Saturday, September 10, 2005

Make do and Mend

Here’s a funny thing.

Hot on the heels of the news that our fearless leader is going to be robbing Medicaid to pay a fraction of the amount he’s giving away in tax benefits to the ultra-rich, comes another little piece of legislation I wasn’t even aware of until today, and I doubt many others had gotten the heads up either.

There’s a little law, known as the Davis-Bacon law, which was enacted in 1931, and in essence, here’s what it says. Federal contractors are required to pay workers at least the prevailing wages in the area where work is conducted. It applies to federally-funded construction projects such as highways and bridges. It should also apply to the federally-funded reconstruction of severely damaged areas in the Gulf States, such as New Orleans.

I see your puzzlement. “So?” you ask, “Isn’t this a good thing?”

And my answer to you, gentle reader is that yes, it’s a phenomenally good thing, because who wants their house to be put together by workers who are grousing over being paid less than the prevailing construction wages in that area, right?

Only…funny thing…on Thursday, the president decided to add insult to injury by suspending the requirements of the Davis-Bacon law for designated areas hit by the storm. What that means is that the federal contractors can basically pay what they like to their workers while they’re undertaking the grand reconstruction of the Big Easy.

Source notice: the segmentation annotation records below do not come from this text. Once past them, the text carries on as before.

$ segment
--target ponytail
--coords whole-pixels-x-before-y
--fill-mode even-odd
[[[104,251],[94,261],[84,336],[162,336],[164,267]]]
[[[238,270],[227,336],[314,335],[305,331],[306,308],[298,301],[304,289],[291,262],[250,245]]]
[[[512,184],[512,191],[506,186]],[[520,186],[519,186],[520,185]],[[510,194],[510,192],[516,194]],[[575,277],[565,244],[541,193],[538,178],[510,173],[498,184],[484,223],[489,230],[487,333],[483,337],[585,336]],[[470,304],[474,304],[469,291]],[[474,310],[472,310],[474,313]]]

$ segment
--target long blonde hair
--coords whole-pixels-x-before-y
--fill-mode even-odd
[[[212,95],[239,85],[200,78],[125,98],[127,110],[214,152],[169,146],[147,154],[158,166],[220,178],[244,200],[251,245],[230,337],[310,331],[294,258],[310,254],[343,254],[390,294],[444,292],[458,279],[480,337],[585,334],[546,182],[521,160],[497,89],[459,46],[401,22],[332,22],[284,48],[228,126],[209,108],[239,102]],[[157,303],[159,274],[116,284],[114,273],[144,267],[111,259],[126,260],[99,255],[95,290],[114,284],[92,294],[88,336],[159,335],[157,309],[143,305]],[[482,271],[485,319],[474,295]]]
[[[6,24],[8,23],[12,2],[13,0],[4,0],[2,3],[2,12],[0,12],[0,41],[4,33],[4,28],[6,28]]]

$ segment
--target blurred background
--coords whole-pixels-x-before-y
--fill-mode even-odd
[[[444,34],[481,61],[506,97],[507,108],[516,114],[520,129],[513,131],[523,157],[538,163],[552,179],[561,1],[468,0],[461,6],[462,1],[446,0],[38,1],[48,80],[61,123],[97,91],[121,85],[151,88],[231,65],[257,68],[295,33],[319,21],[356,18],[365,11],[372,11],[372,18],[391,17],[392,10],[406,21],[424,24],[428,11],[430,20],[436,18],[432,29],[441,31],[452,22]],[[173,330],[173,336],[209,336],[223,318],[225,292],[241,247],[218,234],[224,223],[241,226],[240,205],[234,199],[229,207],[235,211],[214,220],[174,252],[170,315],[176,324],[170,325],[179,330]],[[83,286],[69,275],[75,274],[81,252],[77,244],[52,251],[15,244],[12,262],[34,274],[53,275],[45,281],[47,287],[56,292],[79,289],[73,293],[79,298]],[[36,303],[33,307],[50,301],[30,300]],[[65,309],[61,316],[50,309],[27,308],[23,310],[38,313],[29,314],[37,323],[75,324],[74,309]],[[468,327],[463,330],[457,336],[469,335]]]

Aside from the immediate, knee-jerk reaction of ‘the guy is out of his head’ – a moot point, since we know he’s barking mad, one has to wonder why this law is being suspended for the duration by Bush’s own executive order.

Could it maybe have anything to do with the fact that two of the contractors who have already signed up to receive federal money to help reconstruct the area are a couple of names we know and love? Halliburton (Dick Cheney’s former – and some would say pretty current – place of business), and the Shaw Group ( with ties to Joe Allbaugh, Bush’s former campaign manager, former head of FEMA (Ooh…wonder how he landed THAT job!) and the person responsible for giving Michael Brown (aka the Horse Whisperer) his job at FEMA.)

Maybe it’s just my innate cynicism that makes me suspicious when two firms with VERY close ties to the government snag reconstruction deals under a federally funded plan on the same day that our fearless leader suspends a law which would have forced these companies to pay people working for them in that area a decent wage. Surely nepotism doesn’t stretch that far?

And maybe there’ll be flying pigs on tonight’s evening news.